Na nova fase que se avizinha, a resistência iraquiana tem concentrado seus ataques contra as novas forças de segurança, as novas autoridades e a infra-estrutura produtiva, tentando demonstrar que os novos dirigentes não terão meios para governar. Apesar de Allawi afirmar que derrotará os bem articulados partidários do regime de Saddam Hussein e os terroristas estrangeiros que se encontram no país, fica patente que ele não terá forças para isto e continuará dependendo das tropas americanas. Assim, os novos policiais e soldados iraquianos (que se alistam apenas devido ao desemprego existente) já estão desmoralizados e acossados, enquanto o governo será visto como um títere dos ocupantes.

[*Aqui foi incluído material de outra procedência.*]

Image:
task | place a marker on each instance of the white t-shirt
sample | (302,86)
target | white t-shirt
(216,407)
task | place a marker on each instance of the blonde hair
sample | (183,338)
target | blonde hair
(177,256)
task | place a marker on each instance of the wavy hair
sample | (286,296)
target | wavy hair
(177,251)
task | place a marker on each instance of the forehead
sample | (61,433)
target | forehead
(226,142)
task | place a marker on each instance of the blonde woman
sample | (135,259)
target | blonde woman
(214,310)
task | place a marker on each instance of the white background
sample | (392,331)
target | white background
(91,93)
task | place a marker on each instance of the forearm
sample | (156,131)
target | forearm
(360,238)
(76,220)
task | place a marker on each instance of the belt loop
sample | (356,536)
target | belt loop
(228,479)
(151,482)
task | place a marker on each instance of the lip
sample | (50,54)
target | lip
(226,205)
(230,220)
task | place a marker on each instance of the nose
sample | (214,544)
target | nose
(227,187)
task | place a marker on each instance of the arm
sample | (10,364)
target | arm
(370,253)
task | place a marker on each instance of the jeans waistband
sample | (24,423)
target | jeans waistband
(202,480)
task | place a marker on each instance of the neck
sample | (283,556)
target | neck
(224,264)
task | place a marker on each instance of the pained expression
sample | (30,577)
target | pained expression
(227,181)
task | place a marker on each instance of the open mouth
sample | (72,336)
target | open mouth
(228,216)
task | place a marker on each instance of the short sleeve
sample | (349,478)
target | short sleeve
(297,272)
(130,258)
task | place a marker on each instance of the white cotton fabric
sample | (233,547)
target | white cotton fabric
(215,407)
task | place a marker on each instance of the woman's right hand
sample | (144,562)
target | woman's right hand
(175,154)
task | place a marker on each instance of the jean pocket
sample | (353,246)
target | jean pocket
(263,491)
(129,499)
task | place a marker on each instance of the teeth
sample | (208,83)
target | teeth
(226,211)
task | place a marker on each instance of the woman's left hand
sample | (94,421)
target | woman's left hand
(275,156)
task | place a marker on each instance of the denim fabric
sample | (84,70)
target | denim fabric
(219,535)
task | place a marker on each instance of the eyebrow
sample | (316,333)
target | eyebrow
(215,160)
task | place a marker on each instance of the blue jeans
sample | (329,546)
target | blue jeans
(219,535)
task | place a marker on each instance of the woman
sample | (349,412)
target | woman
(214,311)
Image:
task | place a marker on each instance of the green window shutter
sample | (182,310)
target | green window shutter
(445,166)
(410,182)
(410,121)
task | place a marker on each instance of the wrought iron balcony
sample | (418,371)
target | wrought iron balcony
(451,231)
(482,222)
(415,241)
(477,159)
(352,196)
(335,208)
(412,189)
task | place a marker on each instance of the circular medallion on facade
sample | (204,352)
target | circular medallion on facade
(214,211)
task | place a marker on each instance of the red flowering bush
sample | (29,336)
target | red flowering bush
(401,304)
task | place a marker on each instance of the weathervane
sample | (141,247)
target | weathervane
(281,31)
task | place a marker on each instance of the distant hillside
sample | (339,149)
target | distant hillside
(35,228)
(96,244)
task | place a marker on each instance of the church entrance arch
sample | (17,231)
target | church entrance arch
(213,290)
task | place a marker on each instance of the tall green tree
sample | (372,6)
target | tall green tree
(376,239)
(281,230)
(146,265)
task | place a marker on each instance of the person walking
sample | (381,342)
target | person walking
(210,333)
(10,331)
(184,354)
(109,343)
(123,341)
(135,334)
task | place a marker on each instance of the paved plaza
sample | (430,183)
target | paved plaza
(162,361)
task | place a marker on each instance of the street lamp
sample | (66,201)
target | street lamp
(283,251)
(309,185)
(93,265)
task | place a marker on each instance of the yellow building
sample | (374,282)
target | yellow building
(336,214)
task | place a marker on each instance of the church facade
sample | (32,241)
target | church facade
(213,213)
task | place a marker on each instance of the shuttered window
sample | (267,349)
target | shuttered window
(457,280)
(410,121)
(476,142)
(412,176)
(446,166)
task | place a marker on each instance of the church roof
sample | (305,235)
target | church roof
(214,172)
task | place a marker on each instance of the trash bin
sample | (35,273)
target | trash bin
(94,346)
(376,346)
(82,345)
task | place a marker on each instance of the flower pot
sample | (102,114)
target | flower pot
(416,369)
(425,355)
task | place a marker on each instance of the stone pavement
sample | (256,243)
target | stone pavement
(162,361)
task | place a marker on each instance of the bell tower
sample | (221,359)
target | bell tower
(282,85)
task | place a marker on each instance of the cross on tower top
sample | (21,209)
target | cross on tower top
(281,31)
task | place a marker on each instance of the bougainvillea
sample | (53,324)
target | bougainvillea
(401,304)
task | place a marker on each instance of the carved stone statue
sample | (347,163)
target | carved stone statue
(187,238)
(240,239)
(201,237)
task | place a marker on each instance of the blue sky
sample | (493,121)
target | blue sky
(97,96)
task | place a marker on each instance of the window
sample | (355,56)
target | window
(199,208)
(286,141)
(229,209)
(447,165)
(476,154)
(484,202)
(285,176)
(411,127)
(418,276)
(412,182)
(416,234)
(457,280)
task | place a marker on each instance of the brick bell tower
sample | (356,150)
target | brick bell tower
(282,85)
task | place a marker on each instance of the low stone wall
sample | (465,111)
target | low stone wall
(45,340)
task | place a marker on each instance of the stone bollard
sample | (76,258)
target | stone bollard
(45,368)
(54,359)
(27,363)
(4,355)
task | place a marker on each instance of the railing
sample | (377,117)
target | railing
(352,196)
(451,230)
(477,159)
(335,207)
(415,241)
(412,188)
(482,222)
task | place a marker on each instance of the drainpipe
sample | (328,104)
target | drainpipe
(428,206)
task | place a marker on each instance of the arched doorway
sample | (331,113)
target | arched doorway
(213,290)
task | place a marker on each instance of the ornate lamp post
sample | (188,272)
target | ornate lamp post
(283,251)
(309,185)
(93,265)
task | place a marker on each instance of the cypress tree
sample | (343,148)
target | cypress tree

Outro problema que emerge dia a dia é a fragmentação do país, pois cada etnia ou grupo político e religioso está buscando seus próprios interesses, sem que o governo tenha força para se impor, pois ele não surgiu de uma correlação de forças internas, mas de fora para dentro. Milícias armadas, chefes tribais, líderes religiosos, grupos criminosos e movimentos políticos constituem poderosas forças centrífugas que impedem a afirmação de um governo forte, que terá de negociar em cada ocasião. Como no Afeganistão, haverá um governo fraco mantido por forças estrangeiras, e grupos lutando pelo poder ou por autonomia frente ao centro. Pior ainda, a ONU e a comunidade internacional permanecerão observando a situação para ver se apóiam ou não a nova situação.

Então, por que Washington insistiu neste ato simbólico de devolução da soberania a um governo iraquiano? Neste ano eleitoral, em que uma vitória militar e a estabilização parecem impossíveis, é necessário criar fatos políticos que encenem certa normalidade e avanço, pois dia a dia cresce a impopularidade da guerra nos EUA (já considerada um erro, segundo pesquisas de opinião). Na verdade, a administração Bush simplesmente não sabe o que fazer, enquanto as ações terroristas crescem até na vizinha Arábia Saudita. Pior ainda, a resistência iraquiana, que tem certa dificuldade em causar um número elevado de baixas nas forças americanas, terá um inimigo interno frágil, fácil de humilhar e desmoralizar. Desta forma, a transferência de poder arrisca ser mais uma jogada mal estruturada, com resultados contrários ao planejado.